I do know that on my LX 865(1999 yr model)
it has a heater on roof,
that when the hose off the bottom of the tank was leaking (which sounds like your issue here)
it was a major job to lift cab, required a second machine,(I used a backhoe) and a lot of disassembly, it took about 15 hours working slow, to tilt cab, and replace old hoses(I replaced ALL hoses that were hard to get to without cab tilted, as I didn;t want to have to tilt cab again any time soon,
so I replaced things just cause I was there,
all in all, again it took about 15 hrs for me to get all done,apart and back together, and work was done in an old farm NON heated shop in 20 degree temps! with poor lighting!
which wasn't much fun or helping speed up things! HAHA!
plus I worked slower now , I'm older and have health issues! that just take me longer to do!
in a better heated shop, with a over head crane to tilt cab, and see better plus not being cold, I am sure I could have been faster at this repair! but sometimes you do what you got too, to get things fixed!

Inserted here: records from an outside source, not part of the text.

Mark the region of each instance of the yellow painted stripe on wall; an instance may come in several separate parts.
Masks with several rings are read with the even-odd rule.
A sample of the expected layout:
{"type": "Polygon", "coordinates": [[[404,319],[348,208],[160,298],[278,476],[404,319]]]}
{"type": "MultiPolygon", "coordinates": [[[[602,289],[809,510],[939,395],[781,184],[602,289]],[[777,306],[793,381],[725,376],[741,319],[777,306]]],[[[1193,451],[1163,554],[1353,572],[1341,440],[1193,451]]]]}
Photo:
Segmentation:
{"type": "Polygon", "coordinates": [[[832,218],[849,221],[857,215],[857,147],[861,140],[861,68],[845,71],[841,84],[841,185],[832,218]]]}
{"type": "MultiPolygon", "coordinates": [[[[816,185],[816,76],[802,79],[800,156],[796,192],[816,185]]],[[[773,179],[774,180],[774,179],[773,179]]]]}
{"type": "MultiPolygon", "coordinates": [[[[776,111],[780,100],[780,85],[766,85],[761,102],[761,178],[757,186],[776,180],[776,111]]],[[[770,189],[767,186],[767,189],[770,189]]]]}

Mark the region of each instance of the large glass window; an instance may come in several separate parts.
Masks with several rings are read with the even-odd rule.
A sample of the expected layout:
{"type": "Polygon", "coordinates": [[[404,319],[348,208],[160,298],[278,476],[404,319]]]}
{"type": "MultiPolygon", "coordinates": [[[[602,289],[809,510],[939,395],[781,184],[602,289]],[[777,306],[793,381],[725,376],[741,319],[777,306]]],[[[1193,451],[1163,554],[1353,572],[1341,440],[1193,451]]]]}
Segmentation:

SO< that being said, I would think, if your cab tilts like mine, and a younger skilled tech was doing the work in a shop with means to do all, I think 10hrs of labor seems in the ball park on things, so ask them what there labor is per hour?(10 hr x "X" labor rate = ?

say if $150 an hr, x 10= $1500 in labor! ,

NOW< if there coming out to your place to do repair, that UPS there charges, for on site repair

or if there hauling the machine from your place to them and back, , that adds to costs
so not knowing this info, hard to say if things seem high or not


lastly, if you get yourself a REAL service manual from NH< they normally have information that shows expected hours to do repairs, as in hours to do"X" work, which you can then see what the manual says is a expected labor time, for your repair!

every model will be different, due to differences in how things are accessed and or what needs to be removed!

so its model specific, and why having a service manual is something worth having if your keeping a machine a long time!
I would ask the repair shop, for a break down on labor hours for this job,then you know exactly how many hours there claiming!

and OR you can always call another shop and ask them for an estimate based on the info you were told from the first shop,
Parts and what all is wrong!
as like I said in the beginning, location maters on costs, so you got to work with shops in your area to get numbers based on your area's costs!